Proses dokumentasi di Hutan Lindung Sungai Wain. Foto Pertamina
Pemkot Balikpapan komitmen dalam penataan ruang di mana 52 persen ditetapkan sebagai kawasan lindung. Sisanya baru diperuntukkan sebagai kawasan budidaya dan kawasan tinggal.
Kemudian melarang adanya tambang batu bara di Kota Balikpapan serta pengurangan wadah plastik sekali pakai.
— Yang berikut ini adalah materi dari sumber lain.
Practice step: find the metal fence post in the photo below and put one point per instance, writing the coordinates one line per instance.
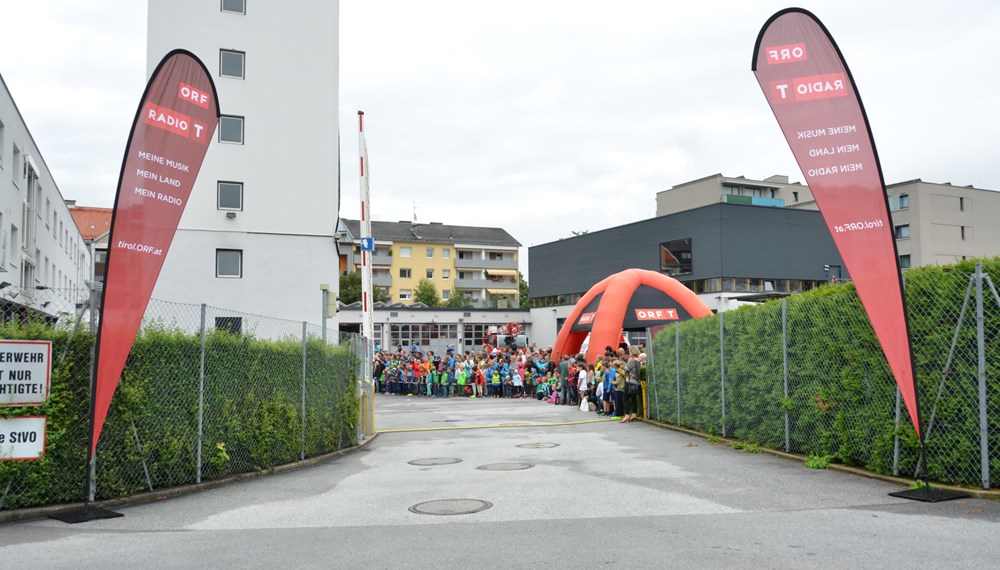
(201, 397)
(303, 454)
(326, 297)
(784, 365)
(677, 362)
(94, 315)
(722, 369)
(895, 443)
(984, 455)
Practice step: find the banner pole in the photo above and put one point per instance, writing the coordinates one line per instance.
(89, 489)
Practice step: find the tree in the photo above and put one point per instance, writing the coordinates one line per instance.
(426, 293)
(350, 289)
(522, 290)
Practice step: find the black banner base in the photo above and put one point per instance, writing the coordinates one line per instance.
(929, 495)
(87, 513)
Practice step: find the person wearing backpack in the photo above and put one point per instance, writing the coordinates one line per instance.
(608, 387)
(618, 369)
(633, 387)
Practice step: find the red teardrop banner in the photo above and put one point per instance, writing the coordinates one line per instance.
(813, 97)
(171, 132)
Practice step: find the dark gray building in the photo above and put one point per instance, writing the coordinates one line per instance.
(727, 253)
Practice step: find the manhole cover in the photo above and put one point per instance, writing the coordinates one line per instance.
(451, 507)
(505, 466)
(435, 461)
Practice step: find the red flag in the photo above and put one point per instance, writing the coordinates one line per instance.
(173, 126)
(813, 97)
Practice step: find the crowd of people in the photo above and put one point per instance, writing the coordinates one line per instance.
(609, 386)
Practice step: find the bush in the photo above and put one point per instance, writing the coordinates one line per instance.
(841, 393)
(253, 417)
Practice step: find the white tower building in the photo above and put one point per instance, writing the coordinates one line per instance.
(257, 234)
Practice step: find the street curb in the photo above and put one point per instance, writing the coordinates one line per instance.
(48, 511)
(989, 494)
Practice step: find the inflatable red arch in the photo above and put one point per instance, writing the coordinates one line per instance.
(633, 299)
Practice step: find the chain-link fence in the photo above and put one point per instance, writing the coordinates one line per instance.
(206, 393)
(807, 375)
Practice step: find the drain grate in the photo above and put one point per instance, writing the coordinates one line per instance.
(505, 466)
(435, 461)
(445, 507)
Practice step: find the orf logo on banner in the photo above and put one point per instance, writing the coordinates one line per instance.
(173, 126)
(656, 314)
(813, 97)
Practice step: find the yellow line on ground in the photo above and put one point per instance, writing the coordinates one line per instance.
(446, 428)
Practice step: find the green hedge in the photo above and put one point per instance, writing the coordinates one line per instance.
(841, 398)
(252, 412)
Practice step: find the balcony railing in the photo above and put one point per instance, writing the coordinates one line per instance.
(474, 283)
(381, 259)
(485, 264)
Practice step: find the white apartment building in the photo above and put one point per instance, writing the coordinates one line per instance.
(257, 234)
(774, 191)
(44, 263)
(933, 223)
(938, 224)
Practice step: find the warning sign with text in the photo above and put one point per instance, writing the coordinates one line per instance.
(25, 372)
(22, 439)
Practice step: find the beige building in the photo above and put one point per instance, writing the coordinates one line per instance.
(933, 223)
(476, 263)
(775, 191)
(942, 223)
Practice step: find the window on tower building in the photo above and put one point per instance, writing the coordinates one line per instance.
(230, 196)
(231, 129)
(229, 263)
(234, 6)
(231, 63)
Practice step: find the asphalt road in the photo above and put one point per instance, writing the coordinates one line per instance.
(606, 495)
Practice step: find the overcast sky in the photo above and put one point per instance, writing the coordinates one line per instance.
(543, 117)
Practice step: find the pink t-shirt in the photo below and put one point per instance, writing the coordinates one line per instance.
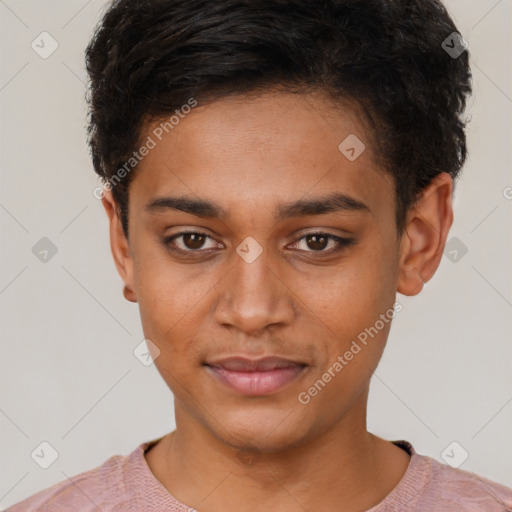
(125, 483)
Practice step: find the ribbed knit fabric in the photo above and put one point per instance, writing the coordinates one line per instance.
(126, 484)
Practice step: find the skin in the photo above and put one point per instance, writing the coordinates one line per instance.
(248, 154)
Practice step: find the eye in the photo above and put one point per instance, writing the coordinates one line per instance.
(192, 241)
(319, 241)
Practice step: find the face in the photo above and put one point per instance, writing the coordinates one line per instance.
(269, 267)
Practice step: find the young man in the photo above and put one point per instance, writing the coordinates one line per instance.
(271, 184)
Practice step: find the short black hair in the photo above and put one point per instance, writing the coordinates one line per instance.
(148, 58)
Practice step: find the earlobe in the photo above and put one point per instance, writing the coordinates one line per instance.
(427, 227)
(119, 246)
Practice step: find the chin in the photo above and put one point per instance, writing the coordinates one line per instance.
(265, 431)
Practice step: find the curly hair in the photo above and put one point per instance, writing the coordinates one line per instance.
(147, 58)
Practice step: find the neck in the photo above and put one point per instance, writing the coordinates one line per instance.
(343, 465)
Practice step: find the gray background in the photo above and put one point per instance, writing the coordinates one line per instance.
(68, 373)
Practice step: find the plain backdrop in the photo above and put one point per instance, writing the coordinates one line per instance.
(68, 373)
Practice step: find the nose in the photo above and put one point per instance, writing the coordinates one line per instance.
(254, 296)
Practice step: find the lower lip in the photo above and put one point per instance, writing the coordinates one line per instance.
(257, 383)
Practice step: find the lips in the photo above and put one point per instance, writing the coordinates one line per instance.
(256, 377)
(242, 364)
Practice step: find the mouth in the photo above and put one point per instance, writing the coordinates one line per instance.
(256, 377)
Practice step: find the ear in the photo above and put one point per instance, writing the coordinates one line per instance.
(119, 246)
(427, 227)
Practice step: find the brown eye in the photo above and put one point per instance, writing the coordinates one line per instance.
(319, 242)
(189, 241)
(193, 240)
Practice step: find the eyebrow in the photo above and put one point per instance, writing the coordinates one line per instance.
(205, 208)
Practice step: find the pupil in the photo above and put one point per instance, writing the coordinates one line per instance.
(197, 239)
(315, 239)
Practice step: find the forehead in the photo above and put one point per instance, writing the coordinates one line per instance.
(263, 151)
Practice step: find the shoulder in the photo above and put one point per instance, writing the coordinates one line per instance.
(102, 488)
(449, 488)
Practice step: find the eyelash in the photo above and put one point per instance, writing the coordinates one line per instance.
(343, 242)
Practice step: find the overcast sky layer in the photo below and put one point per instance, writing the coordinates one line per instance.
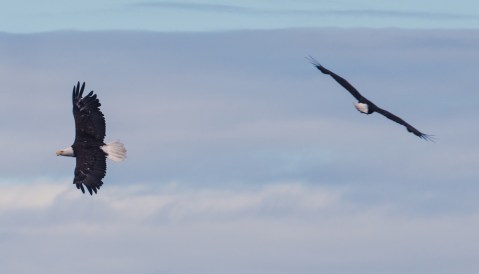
(243, 158)
(28, 16)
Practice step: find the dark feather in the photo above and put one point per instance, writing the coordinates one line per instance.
(89, 120)
(400, 121)
(90, 133)
(338, 79)
(90, 167)
(371, 106)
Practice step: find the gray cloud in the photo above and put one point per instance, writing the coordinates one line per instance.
(242, 156)
(204, 7)
(224, 8)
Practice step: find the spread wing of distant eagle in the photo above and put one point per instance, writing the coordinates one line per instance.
(89, 147)
(364, 105)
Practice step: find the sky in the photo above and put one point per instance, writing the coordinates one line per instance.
(27, 16)
(242, 157)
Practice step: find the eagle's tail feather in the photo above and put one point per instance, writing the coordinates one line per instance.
(115, 151)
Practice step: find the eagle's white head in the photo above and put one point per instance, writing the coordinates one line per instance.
(65, 152)
(363, 108)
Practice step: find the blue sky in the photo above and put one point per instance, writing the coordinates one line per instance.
(243, 158)
(208, 15)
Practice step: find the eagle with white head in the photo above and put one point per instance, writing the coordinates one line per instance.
(89, 147)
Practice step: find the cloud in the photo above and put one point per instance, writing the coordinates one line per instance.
(289, 226)
(243, 158)
(202, 7)
(313, 11)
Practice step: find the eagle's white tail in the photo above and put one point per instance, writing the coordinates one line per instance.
(115, 151)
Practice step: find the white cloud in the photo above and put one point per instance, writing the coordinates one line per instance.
(279, 228)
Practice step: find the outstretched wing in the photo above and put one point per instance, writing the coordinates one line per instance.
(90, 168)
(338, 78)
(90, 133)
(409, 128)
(89, 120)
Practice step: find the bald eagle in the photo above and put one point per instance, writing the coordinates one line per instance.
(364, 105)
(89, 147)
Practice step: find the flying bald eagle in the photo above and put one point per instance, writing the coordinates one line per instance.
(89, 147)
(364, 105)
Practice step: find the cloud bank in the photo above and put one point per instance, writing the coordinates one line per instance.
(243, 158)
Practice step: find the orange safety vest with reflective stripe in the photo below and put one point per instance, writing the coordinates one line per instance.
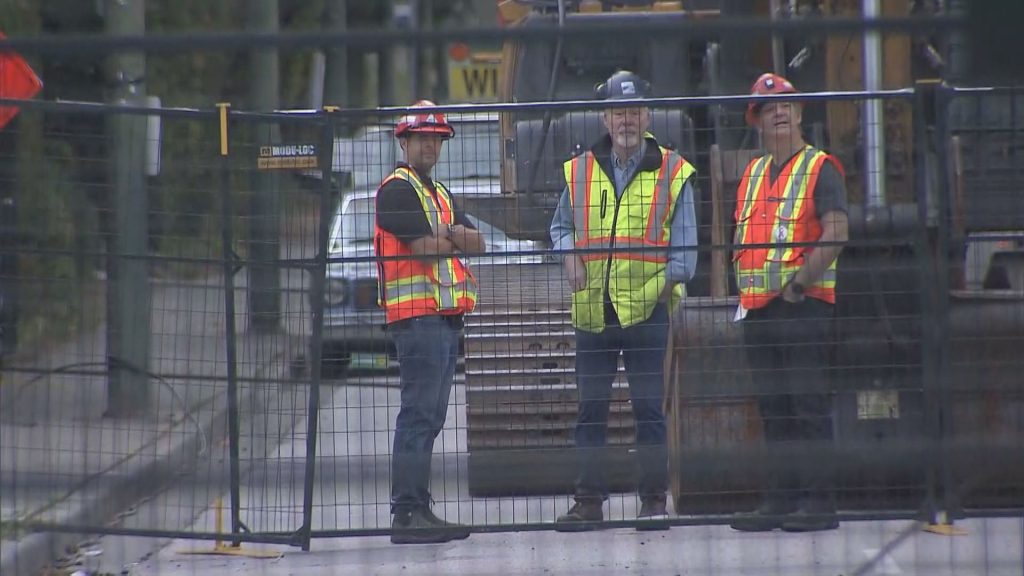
(635, 230)
(773, 218)
(414, 286)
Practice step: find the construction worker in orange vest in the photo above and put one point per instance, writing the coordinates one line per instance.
(791, 222)
(425, 289)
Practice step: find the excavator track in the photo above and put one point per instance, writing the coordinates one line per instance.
(520, 385)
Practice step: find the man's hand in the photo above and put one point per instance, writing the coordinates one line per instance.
(576, 272)
(666, 294)
(466, 240)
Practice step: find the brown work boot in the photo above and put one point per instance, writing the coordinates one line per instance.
(653, 513)
(582, 516)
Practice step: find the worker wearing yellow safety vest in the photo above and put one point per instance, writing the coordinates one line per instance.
(791, 222)
(425, 289)
(626, 228)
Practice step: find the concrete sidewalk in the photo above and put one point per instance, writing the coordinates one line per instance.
(62, 462)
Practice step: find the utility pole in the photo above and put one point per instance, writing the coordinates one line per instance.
(336, 83)
(264, 241)
(128, 289)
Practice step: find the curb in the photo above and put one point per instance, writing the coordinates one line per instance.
(132, 481)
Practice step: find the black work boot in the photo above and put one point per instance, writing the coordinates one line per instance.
(653, 513)
(813, 516)
(457, 531)
(581, 517)
(412, 526)
(767, 517)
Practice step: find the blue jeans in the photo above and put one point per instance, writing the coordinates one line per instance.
(642, 346)
(428, 348)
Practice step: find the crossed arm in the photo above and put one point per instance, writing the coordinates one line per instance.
(462, 239)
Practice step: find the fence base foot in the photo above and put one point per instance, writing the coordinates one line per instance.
(224, 549)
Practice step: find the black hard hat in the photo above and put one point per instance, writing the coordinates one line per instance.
(623, 85)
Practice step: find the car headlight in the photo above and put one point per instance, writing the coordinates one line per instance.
(335, 292)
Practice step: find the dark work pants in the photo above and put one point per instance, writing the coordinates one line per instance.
(642, 347)
(428, 348)
(787, 347)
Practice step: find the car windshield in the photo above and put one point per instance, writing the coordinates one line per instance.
(357, 220)
(367, 159)
(473, 153)
(356, 224)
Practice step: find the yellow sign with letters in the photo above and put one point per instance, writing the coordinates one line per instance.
(473, 81)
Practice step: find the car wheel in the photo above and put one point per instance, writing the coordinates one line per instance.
(334, 361)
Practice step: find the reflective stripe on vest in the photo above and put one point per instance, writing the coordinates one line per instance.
(413, 288)
(762, 272)
(627, 239)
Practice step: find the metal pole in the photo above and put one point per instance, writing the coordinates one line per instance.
(318, 272)
(416, 53)
(336, 83)
(385, 57)
(777, 45)
(228, 269)
(929, 360)
(941, 287)
(128, 291)
(264, 247)
(872, 122)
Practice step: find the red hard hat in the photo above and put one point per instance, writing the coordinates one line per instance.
(431, 123)
(767, 83)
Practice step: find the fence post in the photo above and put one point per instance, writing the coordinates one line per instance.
(941, 290)
(316, 288)
(228, 270)
(923, 168)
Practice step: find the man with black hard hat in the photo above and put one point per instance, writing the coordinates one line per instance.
(627, 228)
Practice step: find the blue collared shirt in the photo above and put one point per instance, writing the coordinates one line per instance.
(682, 232)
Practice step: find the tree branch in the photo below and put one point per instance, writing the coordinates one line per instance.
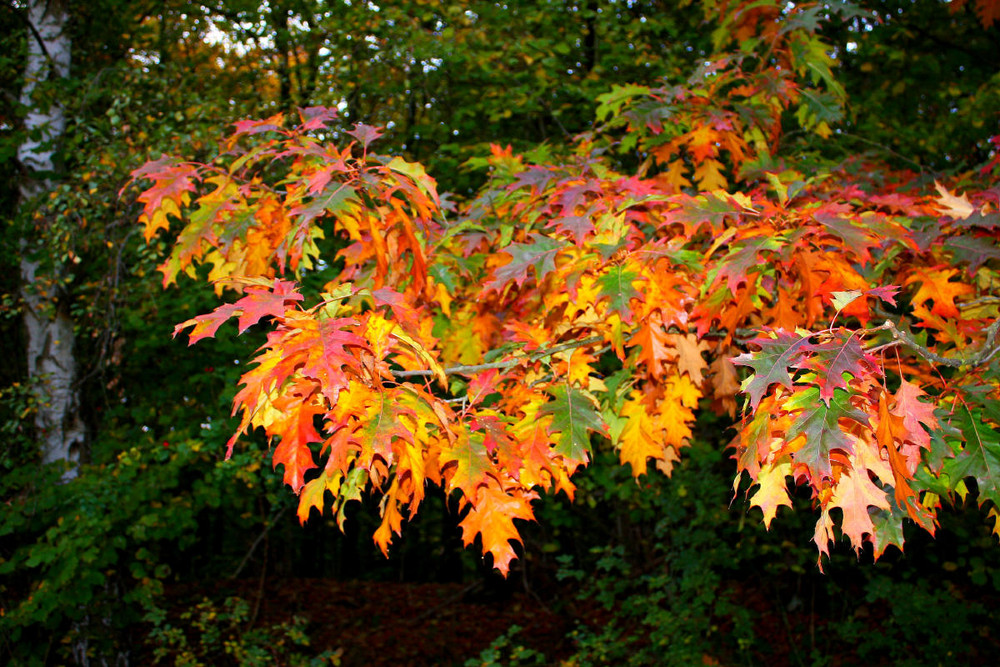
(502, 365)
(903, 337)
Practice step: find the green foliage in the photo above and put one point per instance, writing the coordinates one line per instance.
(506, 651)
(223, 634)
(81, 559)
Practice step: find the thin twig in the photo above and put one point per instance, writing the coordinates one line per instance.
(502, 365)
(900, 336)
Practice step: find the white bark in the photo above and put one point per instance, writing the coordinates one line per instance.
(50, 351)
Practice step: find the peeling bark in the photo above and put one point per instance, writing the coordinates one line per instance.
(50, 337)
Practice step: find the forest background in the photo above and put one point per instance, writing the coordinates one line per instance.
(138, 540)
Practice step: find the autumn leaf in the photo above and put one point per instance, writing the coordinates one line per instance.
(772, 491)
(540, 255)
(935, 287)
(854, 494)
(574, 414)
(491, 516)
(259, 302)
(777, 354)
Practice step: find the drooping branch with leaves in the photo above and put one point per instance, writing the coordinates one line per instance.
(485, 347)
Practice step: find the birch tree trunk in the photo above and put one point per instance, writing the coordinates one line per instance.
(50, 337)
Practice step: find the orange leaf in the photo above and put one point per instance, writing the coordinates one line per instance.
(492, 516)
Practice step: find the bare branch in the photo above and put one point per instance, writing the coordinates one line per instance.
(502, 365)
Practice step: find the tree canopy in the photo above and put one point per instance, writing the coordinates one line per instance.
(698, 248)
(480, 258)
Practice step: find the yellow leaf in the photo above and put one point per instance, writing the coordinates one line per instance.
(773, 490)
(709, 176)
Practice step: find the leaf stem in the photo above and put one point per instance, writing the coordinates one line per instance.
(502, 365)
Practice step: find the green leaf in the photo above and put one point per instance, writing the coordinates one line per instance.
(820, 424)
(616, 286)
(771, 363)
(574, 413)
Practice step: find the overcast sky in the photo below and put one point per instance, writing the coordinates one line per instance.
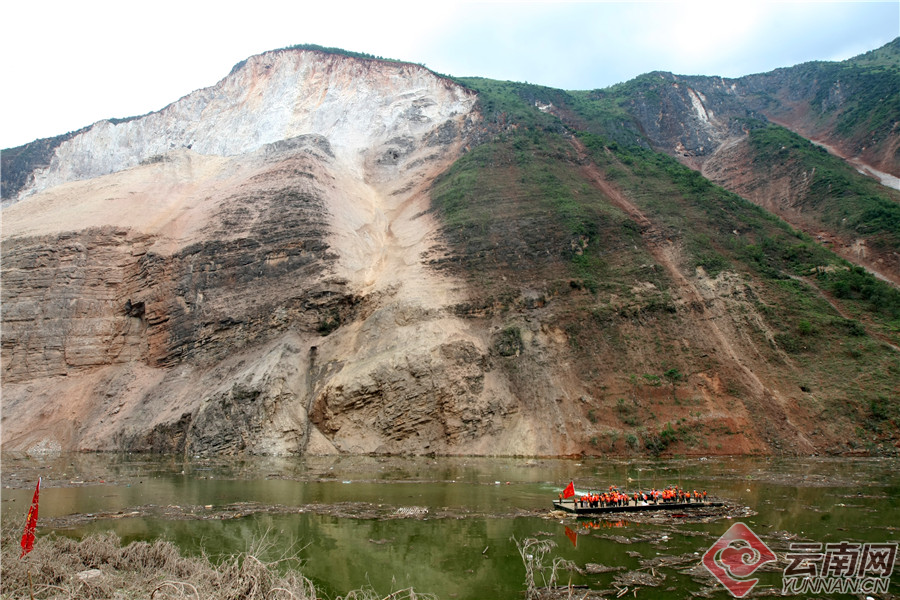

“Untuk indikator kinerja pemerintah dalam pengelolaan lingkungan hidup terlihat dalam capaian indeks kualitas lingkungan hidup Kota Balikpapan yang mana mana pada tahun 2020 mencapai indeks 63,54 naik dari tahun 2019 lalu yang 60,19,” papar Rahmad.
Adapun upaya Pemerintah Kota Balikpapan untuk meningkatkan indeks lingkungan hidup fokus pada enam isu utama yakni, tata guna lahan, kualitas air, kualitas udara, risiko bencana, perkotaan dan tata kelola lingkungan.
Untuk tata guna lahan beberapa upaya yang dilakukan Pemkot Balikpapan pengawasan dan pengendalian perizinan pemanfaatan ruang, mewajibkan pembangunan bendali setiap pembangunan perumahan, penanganan lahan kritis dengan perbaikan kualitas tanah, melakukan konservasi ruang terbuka hijau.
“Ruang terbuka hijau Balikpapan sekitar 17.430 hektare, terdiri dari hutan lindung, taman wisata alam,hutan mangrove, serta taman dan hutan kota,” jelasnya.